Design/methodology/approach
The paper provides a definition of aggregative infrastructures, sketching architecture, and components, as inspired by real-case examples. It then describes the limits of current solutions, which find their lacks in the realization and maintenance costs of such complex software. Finally, it proposes D-NET as an optimal solution for designers and developers willing to realize aggregative infrastructures. The D-NET architecture and services are presented, drawing a parallel with the ones of aggregative infrastructures.
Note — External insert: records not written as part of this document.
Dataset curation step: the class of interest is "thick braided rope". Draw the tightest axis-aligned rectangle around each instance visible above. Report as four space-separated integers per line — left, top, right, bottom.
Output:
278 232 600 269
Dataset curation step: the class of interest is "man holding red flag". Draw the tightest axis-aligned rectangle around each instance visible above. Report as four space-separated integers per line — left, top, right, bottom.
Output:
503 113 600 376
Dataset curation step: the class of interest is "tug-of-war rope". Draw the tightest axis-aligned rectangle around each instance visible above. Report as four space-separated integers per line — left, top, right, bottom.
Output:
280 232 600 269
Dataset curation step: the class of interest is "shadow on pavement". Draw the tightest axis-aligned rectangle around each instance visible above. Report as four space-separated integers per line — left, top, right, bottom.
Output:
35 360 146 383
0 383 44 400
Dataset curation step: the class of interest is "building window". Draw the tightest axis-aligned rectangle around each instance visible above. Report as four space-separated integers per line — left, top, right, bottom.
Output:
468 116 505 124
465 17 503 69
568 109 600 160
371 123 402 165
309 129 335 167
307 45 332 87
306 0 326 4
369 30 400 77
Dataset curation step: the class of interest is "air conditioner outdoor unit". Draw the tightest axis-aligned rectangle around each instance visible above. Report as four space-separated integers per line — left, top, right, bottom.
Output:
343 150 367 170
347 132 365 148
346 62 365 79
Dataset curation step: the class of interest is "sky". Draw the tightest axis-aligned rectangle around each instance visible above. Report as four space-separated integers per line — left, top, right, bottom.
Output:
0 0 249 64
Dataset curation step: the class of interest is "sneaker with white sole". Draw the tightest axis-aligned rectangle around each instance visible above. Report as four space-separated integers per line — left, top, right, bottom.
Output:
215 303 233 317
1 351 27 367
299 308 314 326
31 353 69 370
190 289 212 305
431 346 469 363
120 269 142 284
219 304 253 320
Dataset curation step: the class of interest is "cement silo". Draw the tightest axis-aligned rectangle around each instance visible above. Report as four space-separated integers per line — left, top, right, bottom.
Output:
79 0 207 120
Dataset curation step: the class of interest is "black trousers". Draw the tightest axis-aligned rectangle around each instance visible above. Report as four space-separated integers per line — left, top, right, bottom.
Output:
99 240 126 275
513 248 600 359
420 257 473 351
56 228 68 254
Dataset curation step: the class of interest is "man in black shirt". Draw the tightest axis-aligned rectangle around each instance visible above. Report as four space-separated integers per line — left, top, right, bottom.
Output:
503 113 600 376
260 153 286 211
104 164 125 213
Finally, real-cases of D-NET are presented, to show-case the statement above.
Findings
The D-NET software toolkit is a general-purpose service-oriented framework where designers can construct customized, robust, scalable, autonomic aggregative infrastructures in a cost-effective way. D-NET is today adopted by several EC projects, national consortia and communities to create customized infrastructures under diverse application domains, and other organizations are enquiring for or are experimenting its adoption. Its customizability and extendibility make D-NET a suitable candidate for creating aggregative infrastructures mediating between different scientific domains and therefore supporting multi-disciplinary research.
Originality/value
D-NET is the first general-purpose framework of this kind. Other solutions are available in the literature but focus on specific use-cases and therefore suffer from the limited re-use in different contexts. Due to its maturity, D-NET can also be used by third-party organizations, not necessarily involved in the software design and maintenance.